One word: Regeneron.
They have an expedited PI-PIII trial underway and we should see some data by the end of the month.
Regeneron used the same approach with Ebola and will soon be the standard of care after a successful PIII trial.
Kind of like early intervention with HCQ/Zpak and zinc? The one that has been wildly and erroneously vilified?
Yeah...wish we would have focused a bit more on that treatment as well. Would have save a lot of lives.
Oh, teams will fake or hide those test results. You think OSU is putting Justin Fields on the bench for the Michigan game because he tested positive and is asymptomatic? We might see a team do it prior to a couple cupcake games to show how compliant they are with testing, but never for a big game.
This is an extraordinarily extreme take on: well they fudge the numbers. Yea, they look the other way when a kid pulls up in a new BMW or whatever. Obfuscating a player’s medical diagnosis to play a game is a criminal event and isn’t a real take at this point. Sorry. That’s crazy. You’re going to risk a kid getting severe COVID so he can catch your winning TD? C’mon man. No way. And if they’re that dumb then they deserve the death penalty (NCAA version) they get.
edit: not to mention the extremely likely transfer to everyone else on the field and the liability that comes with that. And that’s all I’ve conceived of. I guarantee that’s a worse idea than I’ve proposed.

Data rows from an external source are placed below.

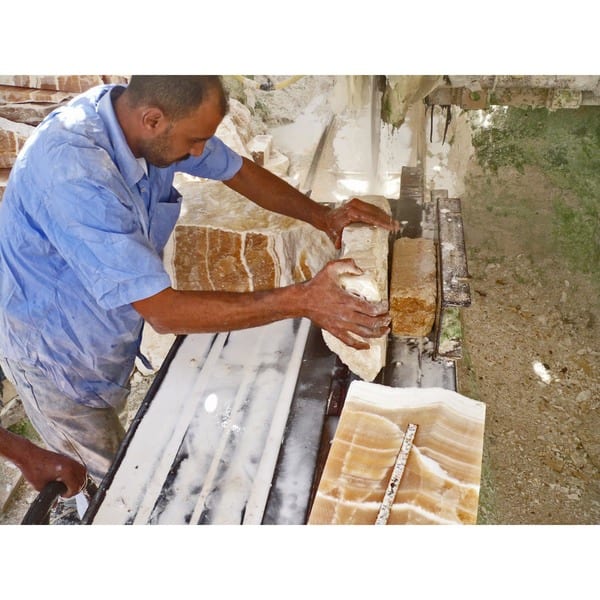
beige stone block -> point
(12, 138)
(369, 247)
(224, 242)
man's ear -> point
(154, 120)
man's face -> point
(184, 137)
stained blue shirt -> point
(82, 230)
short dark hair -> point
(176, 95)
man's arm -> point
(273, 193)
(321, 299)
(40, 466)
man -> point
(85, 216)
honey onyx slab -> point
(224, 242)
(441, 480)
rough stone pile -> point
(24, 102)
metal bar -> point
(396, 477)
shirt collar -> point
(131, 169)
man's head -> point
(170, 117)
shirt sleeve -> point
(218, 161)
(101, 234)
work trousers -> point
(87, 434)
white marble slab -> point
(206, 449)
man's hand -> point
(356, 211)
(331, 308)
(46, 466)
(40, 466)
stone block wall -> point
(24, 102)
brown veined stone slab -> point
(441, 480)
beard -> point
(156, 151)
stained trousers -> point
(87, 434)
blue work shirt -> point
(82, 230)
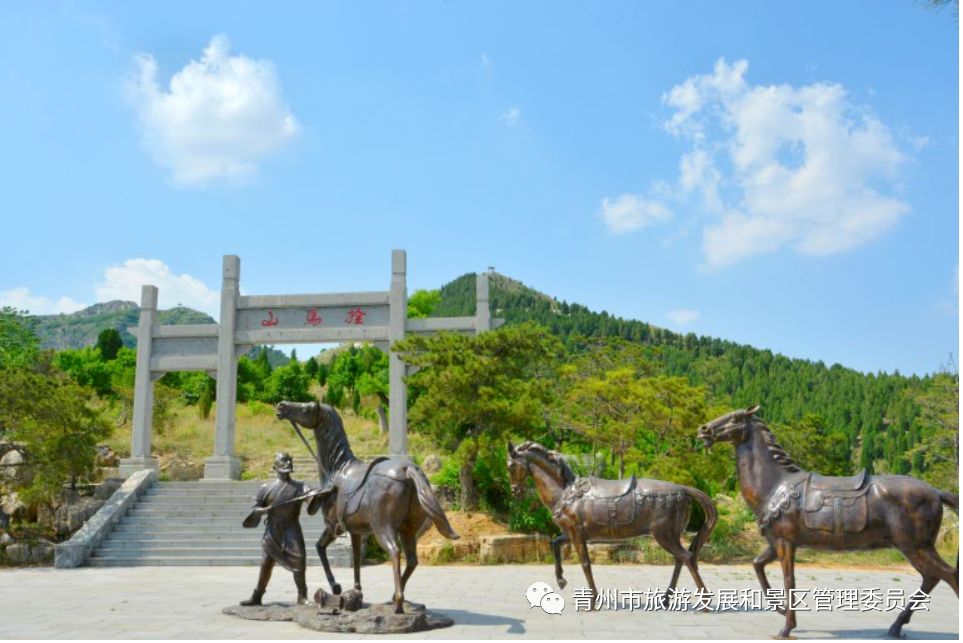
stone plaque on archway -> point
(379, 317)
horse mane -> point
(332, 440)
(778, 453)
(554, 458)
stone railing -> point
(75, 551)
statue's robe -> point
(283, 540)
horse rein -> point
(297, 430)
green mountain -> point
(79, 329)
(877, 413)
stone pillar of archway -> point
(397, 388)
(224, 464)
(142, 420)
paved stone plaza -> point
(486, 602)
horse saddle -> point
(351, 487)
(836, 504)
(612, 502)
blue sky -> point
(783, 175)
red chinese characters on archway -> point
(355, 317)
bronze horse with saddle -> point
(796, 508)
(587, 509)
(388, 497)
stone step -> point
(253, 551)
(199, 523)
(191, 531)
(191, 561)
(210, 484)
(200, 512)
(146, 543)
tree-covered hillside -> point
(881, 416)
(80, 329)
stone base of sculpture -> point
(328, 617)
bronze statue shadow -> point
(466, 617)
(879, 633)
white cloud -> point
(511, 117)
(22, 299)
(683, 316)
(631, 212)
(783, 166)
(219, 117)
(125, 282)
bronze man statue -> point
(283, 542)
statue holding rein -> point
(796, 508)
(591, 508)
(389, 497)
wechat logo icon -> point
(542, 595)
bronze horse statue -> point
(796, 508)
(591, 508)
(388, 497)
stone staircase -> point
(199, 523)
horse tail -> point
(429, 503)
(952, 501)
(711, 515)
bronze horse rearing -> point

Imagine it with HIV and extend the same thoughts to this situation. That’s where we’d be at. No way.
Uh, of course that's what I'm saying. Star player sits on the bench, the team loses a big game, coaches lose their jobs. You think they won't talk themselves into putting off quarantine for a week or two in order to win? When players start testing positive, it'll be near impossible to say exactly where/when they got it and who gave it to them.

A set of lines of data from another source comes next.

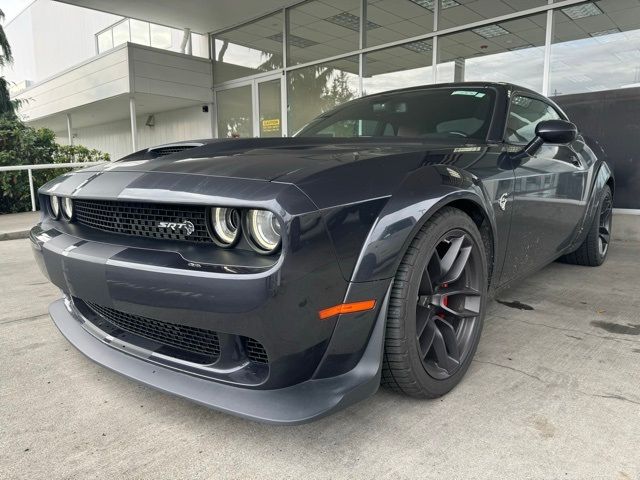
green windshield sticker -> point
(469, 93)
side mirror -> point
(554, 132)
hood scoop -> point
(162, 150)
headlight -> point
(263, 230)
(226, 226)
(67, 208)
(54, 204)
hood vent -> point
(163, 150)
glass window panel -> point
(316, 89)
(269, 108)
(454, 13)
(596, 47)
(408, 65)
(199, 45)
(235, 112)
(249, 49)
(105, 41)
(392, 20)
(323, 28)
(121, 33)
(511, 51)
(161, 37)
(140, 32)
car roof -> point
(503, 86)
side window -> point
(524, 115)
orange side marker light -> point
(347, 308)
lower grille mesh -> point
(255, 351)
(191, 339)
(197, 340)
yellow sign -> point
(271, 125)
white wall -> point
(115, 138)
(49, 37)
(104, 77)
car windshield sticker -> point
(469, 93)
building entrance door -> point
(250, 109)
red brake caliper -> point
(445, 299)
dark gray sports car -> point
(281, 279)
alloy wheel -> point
(449, 303)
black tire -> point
(411, 365)
(593, 251)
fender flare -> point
(412, 204)
(603, 176)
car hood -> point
(286, 160)
(329, 172)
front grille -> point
(255, 351)
(143, 219)
(191, 339)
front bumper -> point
(300, 403)
(315, 367)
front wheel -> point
(436, 308)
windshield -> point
(438, 113)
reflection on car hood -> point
(287, 160)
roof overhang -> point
(202, 16)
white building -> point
(121, 75)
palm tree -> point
(7, 106)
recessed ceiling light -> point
(602, 33)
(421, 46)
(582, 11)
(294, 40)
(522, 47)
(350, 21)
(578, 78)
(628, 55)
(491, 31)
(429, 4)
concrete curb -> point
(14, 235)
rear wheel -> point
(593, 251)
(436, 307)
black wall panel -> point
(611, 121)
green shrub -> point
(23, 145)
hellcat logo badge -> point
(185, 226)
(503, 201)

So, we can't do anything till we get a vaccine, BUT experts like yourself (I'm giving you credit here) are saying "I'm out on the vaccine for awhile."
So what's the point?
Time to return to normal please. Maybe not throw parties trying to catch the virus intentionally, but life MUST go on.
Are there other vaccines that have horrible side effects? Why are you assuming this?
yes.
talked to a boatload of college coaches yesterday. schedules shortened, some teams will play each other twice. one coach had an insightful comment along the lines of: throw the starting lineups out the window, referring to kids testing positive and having to sit out.

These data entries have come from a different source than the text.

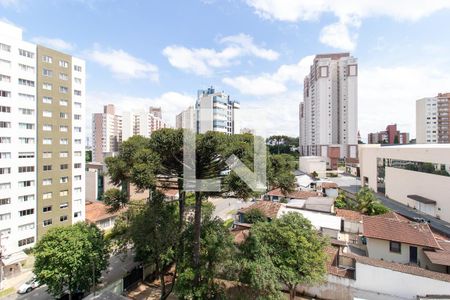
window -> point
(26, 169)
(5, 217)
(4, 171)
(47, 59)
(47, 86)
(26, 227)
(5, 94)
(5, 201)
(5, 109)
(26, 97)
(4, 124)
(26, 154)
(5, 140)
(26, 111)
(26, 198)
(27, 241)
(4, 47)
(26, 82)
(26, 53)
(29, 126)
(395, 247)
(63, 64)
(46, 72)
(26, 212)
(63, 89)
(26, 68)
(5, 155)
(26, 183)
(5, 78)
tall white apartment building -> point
(106, 132)
(329, 111)
(42, 130)
(215, 111)
(433, 120)
(186, 119)
(142, 123)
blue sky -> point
(142, 53)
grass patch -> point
(6, 292)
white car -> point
(28, 286)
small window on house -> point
(395, 247)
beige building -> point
(415, 175)
(106, 132)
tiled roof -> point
(268, 208)
(349, 215)
(393, 227)
(294, 194)
(97, 211)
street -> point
(352, 185)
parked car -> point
(28, 286)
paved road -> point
(353, 184)
(225, 207)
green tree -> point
(65, 258)
(292, 251)
(368, 204)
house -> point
(97, 213)
(392, 237)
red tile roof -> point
(268, 208)
(349, 215)
(393, 227)
(294, 194)
(97, 211)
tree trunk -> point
(197, 230)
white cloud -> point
(271, 84)
(349, 14)
(387, 95)
(202, 61)
(55, 43)
(123, 64)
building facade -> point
(389, 136)
(106, 132)
(215, 111)
(432, 120)
(329, 111)
(42, 130)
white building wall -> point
(10, 228)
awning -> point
(421, 199)
(14, 258)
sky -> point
(159, 53)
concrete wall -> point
(401, 183)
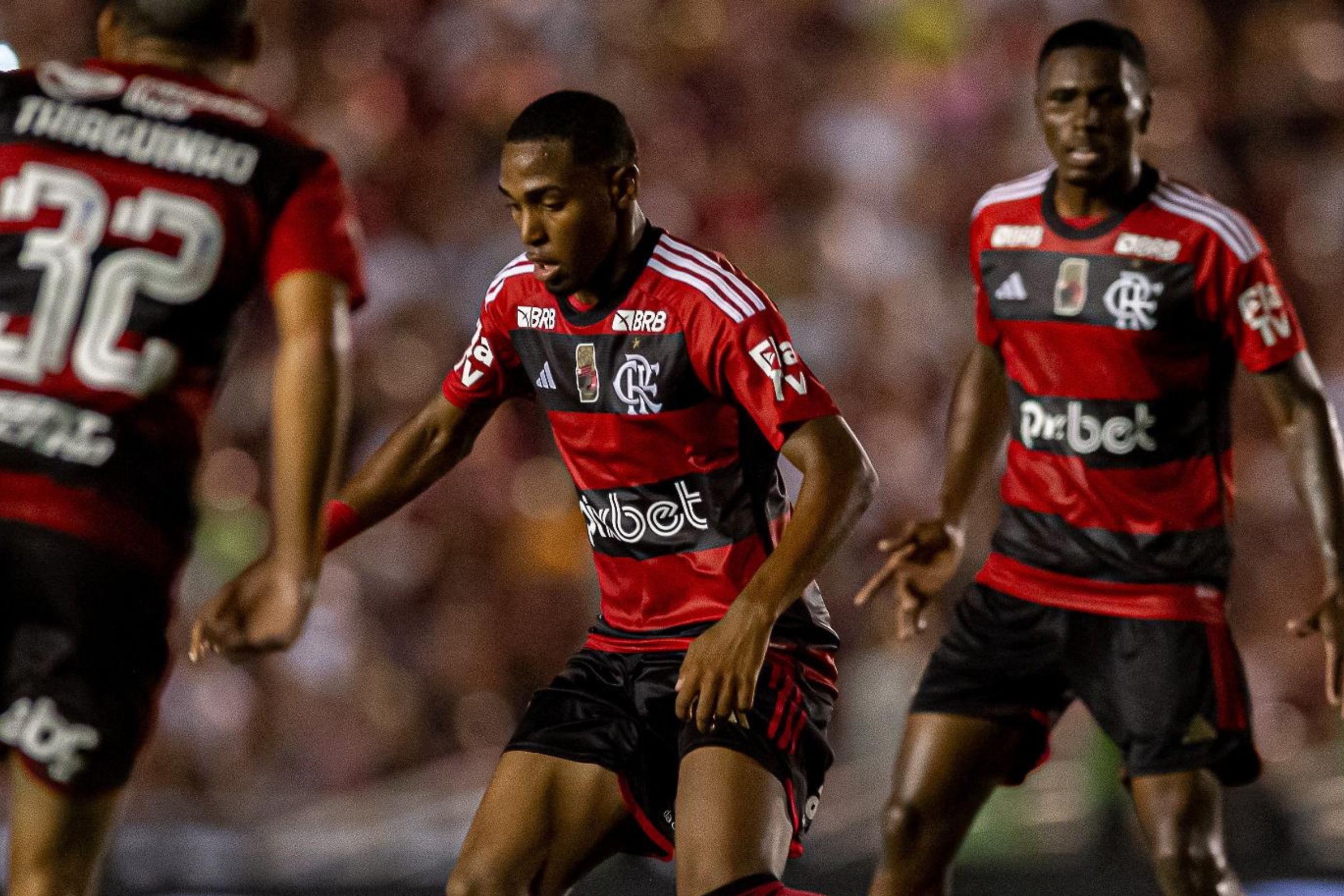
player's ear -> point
(626, 186)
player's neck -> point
(617, 268)
(1076, 200)
(166, 54)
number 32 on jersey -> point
(108, 291)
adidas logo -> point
(1200, 731)
(1012, 289)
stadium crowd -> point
(832, 150)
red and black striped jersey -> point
(139, 209)
(670, 403)
(1120, 340)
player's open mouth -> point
(1084, 156)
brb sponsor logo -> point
(39, 731)
(639, 321)
(531, 318)
(1016, 237)
(1086, 435)
(776, 359)
(1140, 246)
(623, 520)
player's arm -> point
(421, 452)
(720, 673)
(1309, 435)
(267, 606)
(924, 557)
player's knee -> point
(475, 878)
(902, 827)
(1188, 868)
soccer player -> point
(1112, 308)
(673, 386)
(140, 204)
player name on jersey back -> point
(1119, 339)
(139, 209)
(171, 148)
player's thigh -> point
(57, 840)
(1170, 693)
(542, 824)
(86, 652)
(733, 820)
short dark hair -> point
(210, 25)
(593, 127)
(1103, 35)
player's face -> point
(1092, 105)
(565, 213)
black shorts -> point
(617, 711)
(1171, 695)
(84, 647)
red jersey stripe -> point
(675, 589)
(1178, 602)
(1183, 494)
(610, 452)
(1056, 359)
(86, 515)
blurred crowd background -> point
(832, 150)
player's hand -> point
(922, 561)
(260, 612)
(720, 672)
(1328, 620)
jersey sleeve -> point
(489, 371)
(1254, 311)
(987, 328)
(316, 231)
(754, 365)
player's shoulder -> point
(511, 284)
(1195, 211)
(696, 281)
(1010, 195)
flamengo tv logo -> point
(39, 732)
(773, 358)
(1086, 435)
(623, 521)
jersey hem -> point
(1160, 601)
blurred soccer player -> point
(1112, 307)
(140, 204)
(671, 385)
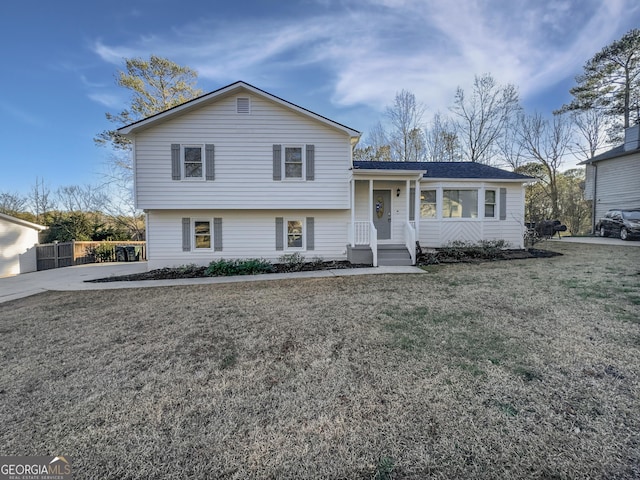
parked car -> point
(622, 223)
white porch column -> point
(370, 201)
(407, 189)
(416, 217)
(353, 212)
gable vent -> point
(242, 105)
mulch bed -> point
(428, 258)
(194, 271)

I think a home and home with OSU would be fun. Or maybe not.
I know, but I'm not telling...
Yes but not all conferences.
I have no idea because it's unclear what criteria would be used to make these decisions.
I can't see the SEC cancelling their season. No idea how other conferences handle it.
Oh god, not another LSU vs Bama NCG
You mean Clemson
Honestly, I think they’ll try because there’s so much money involved, and it’ll get shut down once cases start spiking.
Smiles, everyone! Smiles!
Yes but won’t finish season
That is between me and my diary
3 and 4 seem the most likely, but I'm undecided which to rank first.
The PAC-12 commissioner today raised the possibility of playing in the spring. Spring can be an unclear term in this context since what Michigan calls the winter term many schools call the spring term.
Michigan has now tested 322 returning athletes and athletic staff. 3 tested positive. That's encouraging, but I see almost no chance of teams flying across the country for games in September.